O Pequeno Josué

Por Roberto Capel Molina

Mais ou menos às 4 horas da madrugada do dia 08/11/2010, acordei subitamente, perdi o sono e rapidamente me veio á mente cinco pessoas, todos jovens enxadristas amigos meus, e uma vontade imensa para que eu transmitisse a eles a boa nova. 
                           
Seria sobre o culto do dia anterior na Igreja Batista da Lagoinha à noite, o qual falava sobre a vida de Josué, personagem bíblico, que quando chamado á responsabilidade de assumir o lugar de Moisés na condução do povo de Israel na caminhada para a terra prometida por Deus, Canaã, este não decepcionasse.

A promessa de Deus para Josué se seguisse os princípios e a vontade d’Ele era de que onde pisasse a planta dos seus pés seria conquistado, porém, foi lhe pedido que se esforçasse e tivesse bom animo (Josué1: 2ª9).

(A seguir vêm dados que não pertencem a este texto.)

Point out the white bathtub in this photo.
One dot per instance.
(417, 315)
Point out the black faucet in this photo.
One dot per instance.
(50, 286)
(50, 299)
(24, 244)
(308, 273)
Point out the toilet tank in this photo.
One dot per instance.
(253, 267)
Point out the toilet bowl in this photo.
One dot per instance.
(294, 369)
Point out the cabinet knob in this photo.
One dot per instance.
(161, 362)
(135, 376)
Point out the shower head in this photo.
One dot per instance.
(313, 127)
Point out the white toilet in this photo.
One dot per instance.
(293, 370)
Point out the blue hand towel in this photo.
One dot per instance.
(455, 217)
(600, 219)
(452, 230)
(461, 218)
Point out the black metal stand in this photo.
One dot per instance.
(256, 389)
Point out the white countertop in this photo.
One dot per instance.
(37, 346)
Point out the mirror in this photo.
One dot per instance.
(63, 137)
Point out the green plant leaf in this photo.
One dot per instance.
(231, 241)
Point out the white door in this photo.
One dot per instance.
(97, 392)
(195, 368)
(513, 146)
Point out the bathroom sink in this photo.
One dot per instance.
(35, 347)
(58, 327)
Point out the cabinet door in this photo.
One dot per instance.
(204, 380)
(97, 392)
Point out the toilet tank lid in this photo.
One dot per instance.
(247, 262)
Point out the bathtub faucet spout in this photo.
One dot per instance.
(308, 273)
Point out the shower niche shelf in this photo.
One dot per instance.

A mensagem que eu deveria lhes transmitir era essa, que se eles querem realmente vencer na carreira de enxadrista ou em qualquer área profissional, tem que haver muito ânimo, muito esforço, estudo e estar com Deus no coração e em atitudes o tempo todo, e os resultados virão com certeza.

O bem da verdade esta mensagem bíblica serve para qualquer ser humano que quer vencer em determinada área de atuação.
Ao relatar à família de Vitor Hugo Campos de Sousa uma das cinco pessoas a quem eu deveria levar a mensagem, o fiz através de carta aos moldes antigos.

Daí fui saber mais daquele menino e me inteirar da sua história com o xadrez e somar ao que já conhecia dele.
Então descobri que Vitor Hugo hoje com 11 anos completados em 03/12/2010, é uma das pessoas mais apaixonadas pelo xadrez que eu conheci em toda a minha vida. Mas o mais interessante ainda estava por vir.

Vitor Hugo conheceu o xadrez, ou melhor, foi fazer xadrez por ser portador do transtorno TDAH (Transtorno do Déficit de Atenção e Hiperatividade). É uma desordem do déficit de atenção, que simplificando quer dizer: menino hiperativo. O distúrbio foi diagnosticado aos três anos de idade.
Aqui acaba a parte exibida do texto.